Missing required params. Each oracle type has required params checked by validate_oracle() - test_must_pass needs command, file_not_modified needs path, assertion_exists needs both path and pattern, no_network needs none. A missing param fails validation with the param name, before the oracle’s own check() method - which also defensively re-checks and returns a failed result rather than raising - ever runs.

A gate is blocking a PR I believe is correct

Section titled “A gate is blocking a PR I believe is correct”

Read the oracle message first - agentbench run / agentbench gate print one line per oracle naming exactly which one failed and why (file path, missing pattern, command exit code). From there:

  • file_not_modified failed on a file that should have been editable. The task’s protected-path list is wrong for what you’re doing now; either the task needs updating (agents are allowed to touch that file for this change) or the trajectory really did touch something it shouldn’t have.
  • assertion_exists failed but the logic is still correct. The regex is too literal - it’s matching exact original code, and a legitimate refactor changed the matched text without weakening the check it represents. Loosen the pattern to match the property, not the exact original wording (see the pitfalls in Writing Oracles).
  • test_must_pass failed but the tests pass locally. The oracle runs its command inside the replayed workspace - a fresh temp directory built from task.workspace plus the trajectory’s file edits - not your full local checkout. Dependencies, config, or files your test command needs that aren’t part of task.workspace will cause this mismatch. Either add the missing files to task.workspace or adjust the command.
  • Gate fails on tasks unrelated to what the trajectory touched. agentbench gate without --manifest evaluates every task JSON in the tasks directory against one trajectory; a trajectory that only edits two files will fail any task whose oracles reference other files. Use --manifest to scope the run to compatible tasks (see CI Integration).

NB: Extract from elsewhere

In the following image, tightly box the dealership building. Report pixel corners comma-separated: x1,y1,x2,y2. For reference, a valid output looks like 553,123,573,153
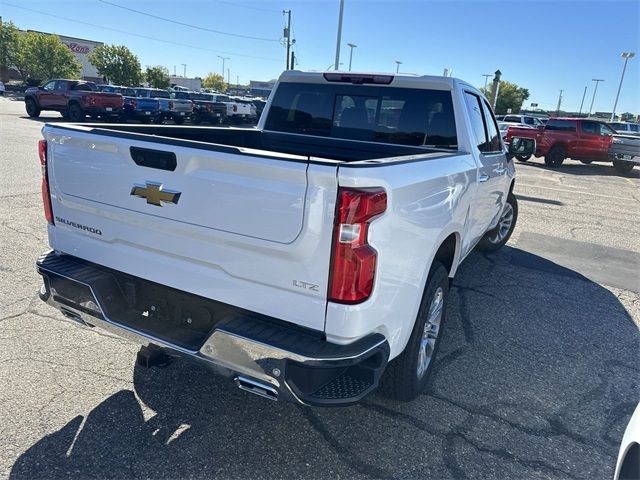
29,30,102,83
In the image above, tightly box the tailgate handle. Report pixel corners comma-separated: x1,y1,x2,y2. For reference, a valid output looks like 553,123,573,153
129,147,178,172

If none of the above explains it, the oracle itself may be encoding the wrong property for what you actually want enforced - oracles check exactly what they’re written to check, nothing more contextual than that. Revisit the task JSON.

File a GitHub issue: https://github.com/casualstack/agentbench-os/issues. Include the command you ran, the task/trajectory JSON (or a minimal reproduction), and the full oracle output - the same detail the CLI already prints ([FAIL] oracle_type: message) is normally enough to diagnose.

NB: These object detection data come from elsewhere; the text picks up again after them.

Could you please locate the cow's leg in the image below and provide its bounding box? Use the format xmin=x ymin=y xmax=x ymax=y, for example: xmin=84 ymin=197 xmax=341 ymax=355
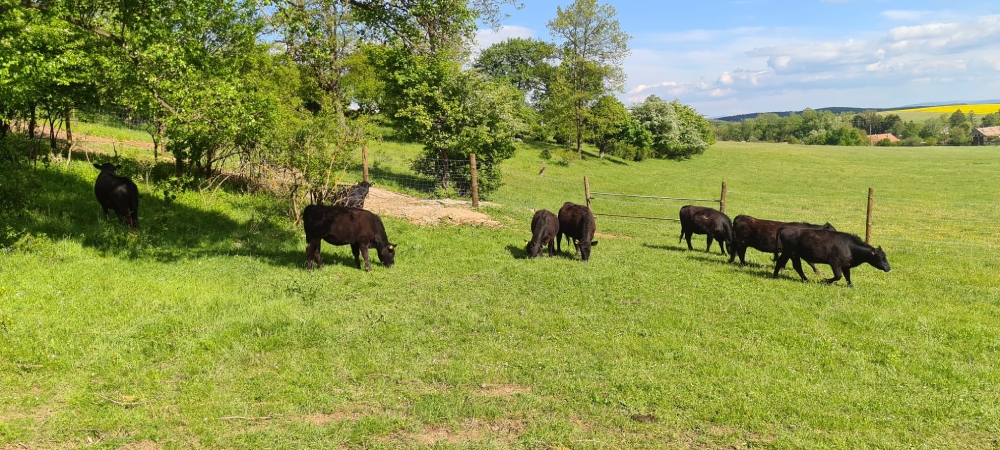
xmin=823 ymin=264 xmax=850 ymax=284
xmin=306 ymin=239 xmax=323 ymax=270
xmin=729 ymin=243 xmax=743 ymax=266
xmin=358 ymin=244 xmax=372 ymax=272
xmin=351 ymin=244 xmax=368 ymax=269
xmin=774 ymin=253 xmax=788 ymax=278
xmin=792 ymin=256 xmax=809 ymax=281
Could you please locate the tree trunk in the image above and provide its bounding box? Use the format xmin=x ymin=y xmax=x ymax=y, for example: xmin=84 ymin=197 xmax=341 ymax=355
xmin=576 ymin=102 xmax=583 ymax=159
xmin=438 ymin=150 xmax=451 ymax=190
xmin=66 ymin=108 xmax=73 ymax=167
xmin=28 ymin=103 xmax=38 ymax=139
xmin=49 ymin=114 xmax=56 ymax=151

MIT. See LICENSE in the repository root. AgentBench OS is free to use, modify, and redistribute under those terms, including inside a commercial CI pipeline.

How this relates to my existing CI test suite

Section titled “How this relates to my existing CI test suite”

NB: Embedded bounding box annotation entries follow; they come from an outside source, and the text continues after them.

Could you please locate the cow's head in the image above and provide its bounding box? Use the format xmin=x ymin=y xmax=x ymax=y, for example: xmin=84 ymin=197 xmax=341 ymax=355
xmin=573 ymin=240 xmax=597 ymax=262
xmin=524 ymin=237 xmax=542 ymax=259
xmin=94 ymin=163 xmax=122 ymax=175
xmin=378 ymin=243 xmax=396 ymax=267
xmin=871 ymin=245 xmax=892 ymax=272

They check different things and run alongside each other, not instead of one another. Your test suite checks whether the current code is correct; AgentBench checks whether the agent’s process that produced it violated constraints you set - scope, protected files, network access, assertion integrity - which a green test suite alone cannot express, since a suite can be made to pass by deleting what it checks (see Quickstart). test_must_pass even lets an oracle wrap your existing test command directly. See Concepts and Glossary for the fuller argument and CI Integration for the two jobs running side by side.